En términos del cómo hacer, encontré lo de los materiales, la chatarra. Pero también encontré el espíritu que nosotros los jóvenes artistas tendemos a idealizar, a añorar: el poder de los 60. Lo vi, y lo vi como parte de la vida de Feliza. Revisé también su biblioteca personal, qué se había leído, para conocer lo que estaba más allá de las esculturas, con qué se relacionaba. Ella no hablaba sobre su obra, nunca quiso cubrirla con un discurso. Trataba de que el gesto estuviera ahí, en la escultura, en el objeto físico, y que cada quien viera lo que quisiera.

¿Y cuándo sucedió la ruptura?
En Estados Unidos. Allí quise cortar con ello para buscar realmente qué quería hacer yo en arte, y quién quería ser. En Nueva York viví muchos procesos personales. A partir del planteamiento académico de la universidad terminé enfrentándome a mí mismo, y a mis intereses. Ahora a uno sí lo preparan para el discurso, el artista casi que performa su propia obra para que se engrane dentro de un discurso más grande que está inundado de artistas, quienes, a su vez, están insertos en un mercado, en unas estructuras de poder. Hoy en día, creo yo, es muy difícil ser como Feliza, apuntarle a que cada cual lea lo que quiera en la obra.

Por otro lado, traté de convertirme en un artista de avanzada, haciendo lo que en Parsons llaman social practice (práctica social), que consiste en un trabajo con la comunidad a través del arte. Pero uno sale a la calle y se da cuenta de que en las grandes galerías predomina el arte de puntilla, la pintura. Ese es un choque fuerte. Aunque la instalación y el arte con fines sociales estén presentes en espacios independientes (incluso en Bogotá), el mercado del arte sigue plagado de arte de puntilla. Eso es lo que más vende. Yo sigo haciendo arte con la misma lógica de trabajar con lo que hay. Ahora tengo un taller y allí empecé a hacer todo un mapa de la historia de ese cubículo. El estudio se convirtió en una obra.
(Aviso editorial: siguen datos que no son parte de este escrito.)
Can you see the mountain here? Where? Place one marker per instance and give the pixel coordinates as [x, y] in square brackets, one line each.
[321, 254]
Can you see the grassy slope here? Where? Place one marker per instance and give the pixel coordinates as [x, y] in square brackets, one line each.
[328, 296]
Surgió un barco con los materiales de las paredes del cuarto, que se volvió un símbolo de una búsqueda personal a partir de una investigación sobre el engaño que fue el mito de El Dorado.
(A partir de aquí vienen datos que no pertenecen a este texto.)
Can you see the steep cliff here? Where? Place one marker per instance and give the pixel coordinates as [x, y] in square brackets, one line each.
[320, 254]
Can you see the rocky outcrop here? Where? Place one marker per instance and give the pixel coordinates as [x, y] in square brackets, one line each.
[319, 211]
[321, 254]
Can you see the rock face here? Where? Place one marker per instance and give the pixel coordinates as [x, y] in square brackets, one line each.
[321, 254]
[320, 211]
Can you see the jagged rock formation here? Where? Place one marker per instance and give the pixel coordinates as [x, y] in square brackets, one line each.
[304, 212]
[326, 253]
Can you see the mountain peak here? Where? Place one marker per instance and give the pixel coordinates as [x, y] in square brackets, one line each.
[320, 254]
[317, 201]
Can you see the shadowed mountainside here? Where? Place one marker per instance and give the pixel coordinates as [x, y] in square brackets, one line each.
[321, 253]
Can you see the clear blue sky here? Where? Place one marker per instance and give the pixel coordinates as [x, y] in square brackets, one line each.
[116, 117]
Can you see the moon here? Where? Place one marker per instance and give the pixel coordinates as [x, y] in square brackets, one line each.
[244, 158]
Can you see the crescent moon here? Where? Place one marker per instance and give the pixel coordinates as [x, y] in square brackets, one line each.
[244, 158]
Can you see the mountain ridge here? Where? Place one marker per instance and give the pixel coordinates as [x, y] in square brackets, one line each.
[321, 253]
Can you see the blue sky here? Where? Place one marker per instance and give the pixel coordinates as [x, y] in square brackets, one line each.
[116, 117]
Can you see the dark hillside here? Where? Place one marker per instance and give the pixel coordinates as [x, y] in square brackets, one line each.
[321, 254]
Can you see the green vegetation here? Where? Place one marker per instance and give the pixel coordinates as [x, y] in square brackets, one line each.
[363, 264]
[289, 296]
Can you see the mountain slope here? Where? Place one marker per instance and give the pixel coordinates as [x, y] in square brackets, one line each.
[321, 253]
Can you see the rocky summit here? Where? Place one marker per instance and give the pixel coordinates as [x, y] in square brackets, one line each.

¿Qué encontró en esa búsqueda sobre su propia manera de hacer arte?

Parte de mi búsqueda en la maestría fue responder a la pregunta “cómo comunico con el arte”, que es algo que a muchos artistas no les interesa, pero a mí sí: cómo se traduce mi intención en un objeto, y esa intención finalmente alcanza al espectador. Esa ha sido mi terquedad.

Su exploración se dio en esa ambivalencia entre la necesidad de formar un discurso y la resistencia a hacerlo, a dejar que la obra hablara, como Feliza Bursztyn le enseñó tácitamente.
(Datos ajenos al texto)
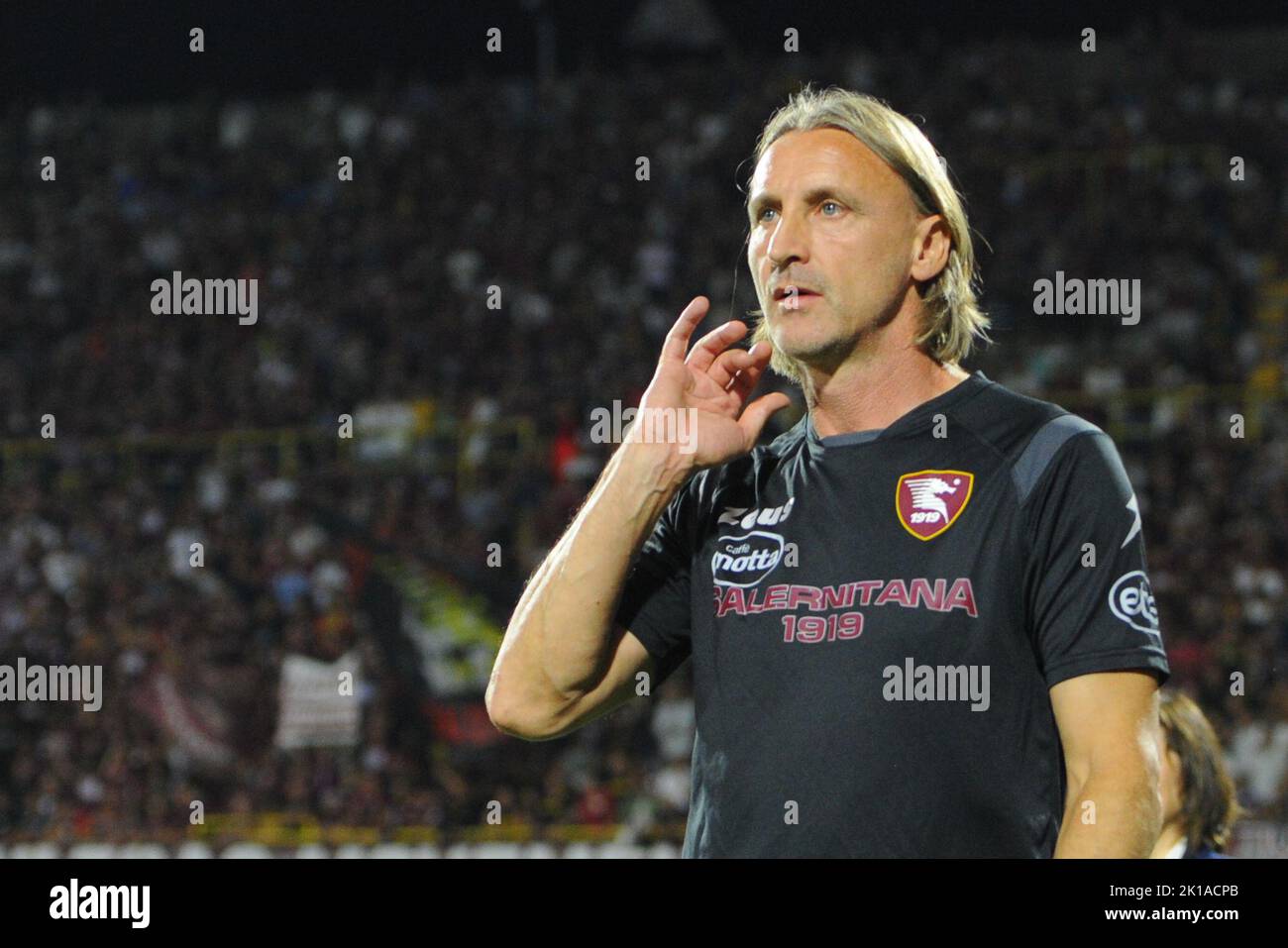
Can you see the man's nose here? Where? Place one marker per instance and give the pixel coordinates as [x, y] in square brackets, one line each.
[789, 243]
A pesar de conservar los principios de Bursztyn, a pesar de construir con materiales que antes de ser arte eran otros objetos, a Leyva le falta encontrar algo que Bursztyn logró a cabalidad: que en la obra el objeto anterior desaparezca tras utilizar los mismos materiales. En su última muestra, Promesa de la desorganización, una intervención en la Cámara de Comercio de Bogotá, lo logra más que en sus piezas anteriores: la elaboración de los materiales hasta hacer invisible el hecho de que son reutilizados.